Regulatory reform
Most state governments, and even the federal government,
have far better controls over the regulatory power of
government agencies and commissions than does North
Carolina. These controls are critical because unelected and
unaccountable state officials make major decisions affecting
almost every facet of our lives.
When there is excessive regulatory power, North
Carolina suffers because it imposes great costs on its citizens
and businesses and hurts the economic competitiveness of
the state. All too often, the agencies ignore the will of the
legislature in granting them regulatory power and instead
regulate as they please.
Key Facts
- Regulations are agency-created rules that help to
implement or interpret enacted legislation.
- In a 2005 John Locke Foundation survey of more than
600 North Carolina business leaders, regulatory burden
was ranked as the second most important factor
reducing the state's economic competitiveness (only
North Carolina's tax burden ranked higher).
- About 81 percent of N.C. business leaders said that
the cost of most government regulations exceeded
their benefits.
- North Carolina has something called the Rules Review
Commission (RRC) to review regulations and make
sure agencies are not exceeding their authority.
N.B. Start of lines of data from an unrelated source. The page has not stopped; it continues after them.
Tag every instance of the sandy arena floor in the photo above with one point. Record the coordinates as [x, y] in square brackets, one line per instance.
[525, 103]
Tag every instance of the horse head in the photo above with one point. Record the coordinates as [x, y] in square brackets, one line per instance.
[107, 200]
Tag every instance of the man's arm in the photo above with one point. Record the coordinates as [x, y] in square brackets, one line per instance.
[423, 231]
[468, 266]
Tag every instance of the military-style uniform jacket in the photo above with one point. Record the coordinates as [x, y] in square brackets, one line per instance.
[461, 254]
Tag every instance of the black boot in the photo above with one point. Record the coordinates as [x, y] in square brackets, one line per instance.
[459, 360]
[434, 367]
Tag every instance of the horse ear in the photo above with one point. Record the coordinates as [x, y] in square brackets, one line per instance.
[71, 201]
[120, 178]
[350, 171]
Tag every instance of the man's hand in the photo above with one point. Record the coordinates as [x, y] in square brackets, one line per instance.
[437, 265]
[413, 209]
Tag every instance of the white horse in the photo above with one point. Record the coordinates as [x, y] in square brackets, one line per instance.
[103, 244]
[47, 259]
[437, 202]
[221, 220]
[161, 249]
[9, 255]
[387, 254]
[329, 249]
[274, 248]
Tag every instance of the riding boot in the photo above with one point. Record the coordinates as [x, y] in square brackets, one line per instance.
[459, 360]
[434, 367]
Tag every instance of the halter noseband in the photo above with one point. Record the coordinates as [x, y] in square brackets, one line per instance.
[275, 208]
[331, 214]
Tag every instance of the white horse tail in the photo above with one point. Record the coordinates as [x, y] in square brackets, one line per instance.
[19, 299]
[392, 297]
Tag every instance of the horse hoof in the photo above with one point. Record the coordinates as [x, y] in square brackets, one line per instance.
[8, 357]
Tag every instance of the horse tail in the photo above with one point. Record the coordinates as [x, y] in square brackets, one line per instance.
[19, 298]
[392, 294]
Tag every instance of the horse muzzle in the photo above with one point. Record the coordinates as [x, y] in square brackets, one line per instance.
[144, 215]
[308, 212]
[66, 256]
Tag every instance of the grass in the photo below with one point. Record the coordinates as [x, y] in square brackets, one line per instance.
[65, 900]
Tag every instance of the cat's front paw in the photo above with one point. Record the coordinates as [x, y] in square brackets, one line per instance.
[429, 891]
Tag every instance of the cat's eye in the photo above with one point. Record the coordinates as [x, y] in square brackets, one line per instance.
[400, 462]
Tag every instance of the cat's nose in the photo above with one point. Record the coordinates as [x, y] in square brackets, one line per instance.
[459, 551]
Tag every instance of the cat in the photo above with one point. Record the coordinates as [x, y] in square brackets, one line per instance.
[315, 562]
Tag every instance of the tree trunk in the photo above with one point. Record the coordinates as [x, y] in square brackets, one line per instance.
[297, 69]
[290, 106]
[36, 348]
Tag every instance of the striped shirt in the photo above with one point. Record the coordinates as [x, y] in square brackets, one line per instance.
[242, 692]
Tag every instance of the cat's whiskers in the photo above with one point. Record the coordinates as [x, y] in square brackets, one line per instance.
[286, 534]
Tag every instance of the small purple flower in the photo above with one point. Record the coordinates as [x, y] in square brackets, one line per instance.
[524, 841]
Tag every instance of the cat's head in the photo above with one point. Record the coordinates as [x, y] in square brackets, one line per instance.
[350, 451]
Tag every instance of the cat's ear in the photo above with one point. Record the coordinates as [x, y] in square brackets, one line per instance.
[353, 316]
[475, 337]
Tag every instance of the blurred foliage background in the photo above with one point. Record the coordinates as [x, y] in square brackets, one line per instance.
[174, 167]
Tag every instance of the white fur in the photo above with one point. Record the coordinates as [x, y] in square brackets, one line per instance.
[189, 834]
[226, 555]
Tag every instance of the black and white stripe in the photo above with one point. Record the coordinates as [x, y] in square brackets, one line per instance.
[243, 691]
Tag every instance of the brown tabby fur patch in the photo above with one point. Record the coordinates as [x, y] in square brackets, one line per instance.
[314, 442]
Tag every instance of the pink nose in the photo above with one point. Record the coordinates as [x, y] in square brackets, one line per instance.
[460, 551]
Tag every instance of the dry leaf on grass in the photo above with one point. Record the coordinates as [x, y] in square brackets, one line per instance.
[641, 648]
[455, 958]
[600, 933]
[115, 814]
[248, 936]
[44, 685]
The
RRC's power is, however, very limited.
Recommendations
- Give the RRC more power to challenge statutory
authority. The RRC should review rules to make sure
they are "clearly within the authority delegated to
the agency by the General Assembly." In addition, to
define what "clearly within the authority" means, the
law should clarify that clear statutory authority exists
when no reasonable argument can be made that statutory
authority does not exist.
- Require cost/benefit analysis of regulations. For
nearly 40 years, the federal government has required
agencies to conduct cost/benefit analysis. North Carolina
does not require this approach. The RRC should
provide oversight in connection with the cost/benefit
analysis. If the costs of new regulations exceed the
benefits, then the regulations should be rejected.
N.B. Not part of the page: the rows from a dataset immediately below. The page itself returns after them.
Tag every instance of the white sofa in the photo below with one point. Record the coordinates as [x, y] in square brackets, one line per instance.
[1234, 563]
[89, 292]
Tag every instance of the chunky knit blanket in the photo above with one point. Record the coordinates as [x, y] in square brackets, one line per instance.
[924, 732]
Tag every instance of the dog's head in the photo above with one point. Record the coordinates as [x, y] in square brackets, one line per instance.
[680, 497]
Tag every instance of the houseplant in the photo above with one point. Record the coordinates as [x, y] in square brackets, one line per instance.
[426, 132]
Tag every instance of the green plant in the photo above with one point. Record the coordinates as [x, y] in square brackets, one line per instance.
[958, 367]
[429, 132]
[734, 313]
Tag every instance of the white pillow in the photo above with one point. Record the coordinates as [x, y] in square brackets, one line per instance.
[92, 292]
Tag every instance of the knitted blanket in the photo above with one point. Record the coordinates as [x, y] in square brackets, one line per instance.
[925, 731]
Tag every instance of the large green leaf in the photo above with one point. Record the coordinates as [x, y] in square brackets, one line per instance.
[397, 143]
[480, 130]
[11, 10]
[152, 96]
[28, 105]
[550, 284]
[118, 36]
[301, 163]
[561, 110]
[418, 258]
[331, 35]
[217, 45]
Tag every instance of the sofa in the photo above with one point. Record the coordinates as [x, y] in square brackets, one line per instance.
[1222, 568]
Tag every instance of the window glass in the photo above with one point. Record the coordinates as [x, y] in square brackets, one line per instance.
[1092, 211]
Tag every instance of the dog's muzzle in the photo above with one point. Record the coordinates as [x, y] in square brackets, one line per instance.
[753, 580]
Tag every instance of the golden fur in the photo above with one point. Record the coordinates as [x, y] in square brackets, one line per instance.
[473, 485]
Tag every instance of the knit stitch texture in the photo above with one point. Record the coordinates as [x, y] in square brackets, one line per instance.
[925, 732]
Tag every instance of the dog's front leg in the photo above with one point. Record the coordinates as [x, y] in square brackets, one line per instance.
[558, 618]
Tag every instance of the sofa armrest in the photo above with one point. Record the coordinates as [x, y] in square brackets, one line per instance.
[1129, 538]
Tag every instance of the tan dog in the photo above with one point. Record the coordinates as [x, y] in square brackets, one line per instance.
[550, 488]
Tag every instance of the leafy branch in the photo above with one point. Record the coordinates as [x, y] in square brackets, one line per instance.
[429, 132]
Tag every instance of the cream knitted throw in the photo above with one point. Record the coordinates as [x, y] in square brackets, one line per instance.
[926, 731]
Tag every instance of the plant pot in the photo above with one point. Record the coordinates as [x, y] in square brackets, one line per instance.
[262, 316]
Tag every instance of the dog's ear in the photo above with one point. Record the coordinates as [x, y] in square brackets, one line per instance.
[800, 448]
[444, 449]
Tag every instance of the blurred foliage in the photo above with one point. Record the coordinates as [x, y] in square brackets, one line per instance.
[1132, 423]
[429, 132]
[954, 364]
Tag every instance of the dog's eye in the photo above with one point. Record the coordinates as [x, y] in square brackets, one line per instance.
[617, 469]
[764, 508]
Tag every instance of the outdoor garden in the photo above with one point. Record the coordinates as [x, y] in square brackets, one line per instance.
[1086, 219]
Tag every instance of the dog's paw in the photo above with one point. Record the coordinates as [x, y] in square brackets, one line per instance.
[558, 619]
- Require that alternatives be considered. As the
federal government does, North Carolina agencies
should be required to seek out alternatives to proposed
regulations. As stated in President Reagan's Executive
Order 12291, "the alternative involving the least cost
to society shall be chosen."
- Reduce the costs of complying with regulations. As
stated in President Carter's Executive Order 12044,
regulation should be approved if "the least burdensome
of the acceptable alternatives has been chosen."
- Require regulations to achieve a clearly stated purpose.
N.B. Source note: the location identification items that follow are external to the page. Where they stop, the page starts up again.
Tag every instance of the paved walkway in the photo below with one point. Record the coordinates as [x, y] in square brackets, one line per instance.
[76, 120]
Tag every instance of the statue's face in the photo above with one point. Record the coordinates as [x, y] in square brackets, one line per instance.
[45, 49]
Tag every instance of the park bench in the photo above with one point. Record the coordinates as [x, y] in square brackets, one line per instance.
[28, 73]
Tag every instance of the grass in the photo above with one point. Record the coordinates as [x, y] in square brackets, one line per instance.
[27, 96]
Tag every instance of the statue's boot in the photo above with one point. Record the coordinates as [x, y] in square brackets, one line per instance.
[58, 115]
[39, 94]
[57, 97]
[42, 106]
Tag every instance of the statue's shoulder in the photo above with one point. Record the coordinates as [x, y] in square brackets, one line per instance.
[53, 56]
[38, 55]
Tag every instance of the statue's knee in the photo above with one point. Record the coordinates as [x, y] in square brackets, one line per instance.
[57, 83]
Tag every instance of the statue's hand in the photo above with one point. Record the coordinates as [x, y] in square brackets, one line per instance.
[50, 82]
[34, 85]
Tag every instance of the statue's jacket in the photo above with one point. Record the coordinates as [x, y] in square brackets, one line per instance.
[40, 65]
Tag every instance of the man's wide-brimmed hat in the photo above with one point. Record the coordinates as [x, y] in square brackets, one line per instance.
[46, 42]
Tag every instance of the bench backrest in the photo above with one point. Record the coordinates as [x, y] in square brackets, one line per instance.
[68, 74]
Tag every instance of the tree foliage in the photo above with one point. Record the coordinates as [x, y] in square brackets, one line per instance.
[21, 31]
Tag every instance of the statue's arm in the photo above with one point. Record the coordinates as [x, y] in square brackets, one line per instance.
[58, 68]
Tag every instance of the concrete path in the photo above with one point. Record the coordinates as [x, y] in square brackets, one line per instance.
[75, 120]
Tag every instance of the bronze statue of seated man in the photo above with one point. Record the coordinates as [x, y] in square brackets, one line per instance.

Each agency should identify, in specific terms,
what goals are being met by adopting the regulations.
Regardless of what costs and benefits are identified, if
the regulations do not achieve their stated purpose, the
RRC should reject the regulations.
- Require agencies to consider the unique needs of
small businesses. To address the differences between
small businesses and larger businesses, agencies should
be required to consider regulations that reduce the impact
on small businesses (see the U.S. Small Business
Administration's model legislation below).
- Require periodic review of regulations. Thirty-two
states have periodic review of regulations, and the
Small Business Administration recommends it as well.
The passage of new laws or changes in technology
can cause regulations to become outdated or unnecessary.
Therefore, agencies should, as in Tennessee, have
the burden to justify the continued existence of their
regulations.
- Prohibit agencies from passing regulations that
exceed federal standards. According to the Environmental
Protection Agency (EPA), about one-third of
all states have a law that prohibits agencies, at least in
some areas, from exceeding federal standards.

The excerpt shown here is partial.